In the first place, monetary restitution is becoming an ever-more central component of the carceral state. While most punishment takes the offender as the object, restitution focuses on the victim: the idea is to compensate him for a loss, to make him “whole.” Reform advocates such as The Sentencing Project have advocated for restitution as an alternative to incarceration. As it stands now, many states allow courts to impose restitution alongside other punishments, and payment of restitution is usually a condition of parole or restoral of civil rights. (Governor Bob McDonnell’s much-hailed softening of felony disenfranchisement in Virginia, for example, includes paid-in-full restitution as a precondition to suffrage.) Inmates, therefore, have to consider how to fulfill restitution requirements under conditions of severely restricted wage-earning opportunities.
Such financial considerations are only compounded when the offender leaves prison. As sociologists Bruce Western and Becky Pettit have written, a prison stay decreases annual wages by as much as 40 percent for the average male prisoner, all else equal. Many factors contribute to this effect, including difficulty finding employment and continued restitution and other punitive costs. More and more municipalities are “banning the box” and attempting to address ex-offender employment head on, which is commendable. Even without overt discrimination, though, offenders enter the job market at a distinct disadvantage thanks to their lack of job skills and experience.
These challenges alone clearly make the case for expanded work opportunities in prison. Of course, prison labor is alive and well. According to the Federal Bureau of Prisons, federal inmates earn 12 cents to 40 cents per hour for jobs serving the prison, and 23 cents to $1.15 per hour in Federal Prison Industries factories. Prisoners are increasingly working for private companies as well. A significant cut of even these token wages goes to criminal justice system fees. Offenders thus have little hope of saving money while in prison, and this lack of money combined with fragile post-release support systems is an explosive formula for recidivism and reincarceration.
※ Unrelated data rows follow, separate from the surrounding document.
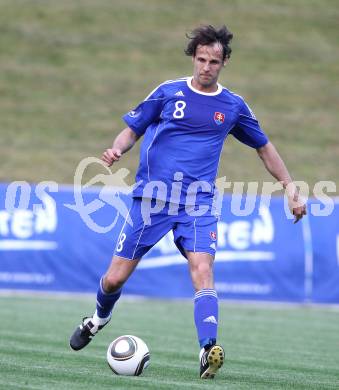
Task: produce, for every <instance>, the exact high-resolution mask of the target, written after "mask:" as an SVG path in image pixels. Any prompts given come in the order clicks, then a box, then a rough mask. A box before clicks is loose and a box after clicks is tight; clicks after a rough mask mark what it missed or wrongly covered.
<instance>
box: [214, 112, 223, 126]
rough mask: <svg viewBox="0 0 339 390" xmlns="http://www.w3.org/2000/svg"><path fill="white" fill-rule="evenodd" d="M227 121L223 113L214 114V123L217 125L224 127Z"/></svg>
mask: <svg viewBox="0 0 339 390" xmlns="http://www.w3.org/2000/svg"><path fill="white" fill-rule="evenodd" d="M224 121H225V114H223V113H222V112H215V113H214V122H215V123H216V124H217V125H222V124H223V123H224Z"/></svg>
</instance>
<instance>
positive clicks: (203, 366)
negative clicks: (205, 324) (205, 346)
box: [200, 345, 225, 379]
mask: <svg viewBox="0 0 339 390" xmlns="http://www.w3.org/2000/svg"><path fill="white" fill-rule="evenodd" d="M224 359H225V352H224V349H223V348H222V347H221V346H220V345H213V346H212V347H211V348H209V349H207V350H205V349H202V350H201V351H200V378H201V379H213V378H214V375H215V374H216V372H217V371H218V370H219V368H220V367H221V366H222V365H223V363H224Z"/></svg>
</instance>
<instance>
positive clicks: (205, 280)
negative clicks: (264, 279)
mask: <svg viewBox="0 0 339 390" xmlns="http://www.w3.org/2000/svg"><path fill="white" fill-rule="evenodd" d="M184 220H185V223H182V224H180V223H179V224H178V226H177V228H176V230H175V234H174V237H175V242H176V245H177V246H178V248H179V250H180V251H181V252H182V253H183V254H184V256H185V257H186V258H187V260H188V264H189V269H190V273H191V278H192V282H193V286H194V288H195V298H194V320H195V325H196V329H197V335H198V340H199V345H200V348H201V350H200V376H201V378H213V377H214V375H215V373H216V372H217V370H218V369H219V368H220V367H221V366H222V364H223V361H224V350H223V348H222V347H221V346H219V345H216V340H217V330H218V297H217V293H216V291H215V289H214V277H213V264H214V256H215V250H216V230H217V220H216V218H215V217H212V216H202V217H198V218H194V217H191V219H190V218H189V217H186V218H185V219H184ZM188 220H190V222H189V223H188V222H187V221H188Z"/></svg>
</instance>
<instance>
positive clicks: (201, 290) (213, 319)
mask: <svg viewBox="0 0 339 390" xmlns="http://www.w3.org/2000/svg"><path fill="white" fill-rule="evenodd" d="M194 321H195V326H196V328H197V333H198V339H199V344H200V347H201V348H204V347H206V348H208V346H210V345H214V344H215V343H216V340H217V330H218V297H217V293H216V291H215V290H213V289H211V288H204V289H202V290H200V291H197V292H196V293H195V297H194Z"/></svg>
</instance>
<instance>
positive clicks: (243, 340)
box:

As such, the time has come to institute a living wage for prison labor. This wage need not be at the same level in prison as it would be outside. But prison wages must be high enough to cover the fees imposed by the criminal justice system while allowing offenders to reserve enough money to have a fair start upon release. Such a policy could make a big difference in reducing recidivism and bringing down the incarceration rate even further.
While much prison policy is determined at the state level, the Federal Government does have power over prison labor policy, even for non-federal inmates. In 1979, Congress created the Prison Industries Enhancement Certification Program (PIECP). Under PIECP, goods made by prisoners are banned from interstate transport unless inmates are paid “prevailing wages,” or wages comparable to those in the private sector. These criteria, however, are routinely circumvented. PIECP has laid the groundwork for government regulation of prison labor—what is needed now is better enforcement.
Two major objections to these proposals may arise. The first is concrete: free workers will cry foul over competition from prison labor. The second is philosophical: nobody is forced to work, but prison labor is at its heart coercive. Both concerns are accurate and complex, but the answer to each stems from the same fact: prison labor is not going anywhere. It has existed for as long as the American criminal justice system, and ignoring its problems serves the interests of no worker, free or incarcerated. Bringing these realities out into the open is the first step toward bringing the issue of prison labor into the movement to reform the carceral state.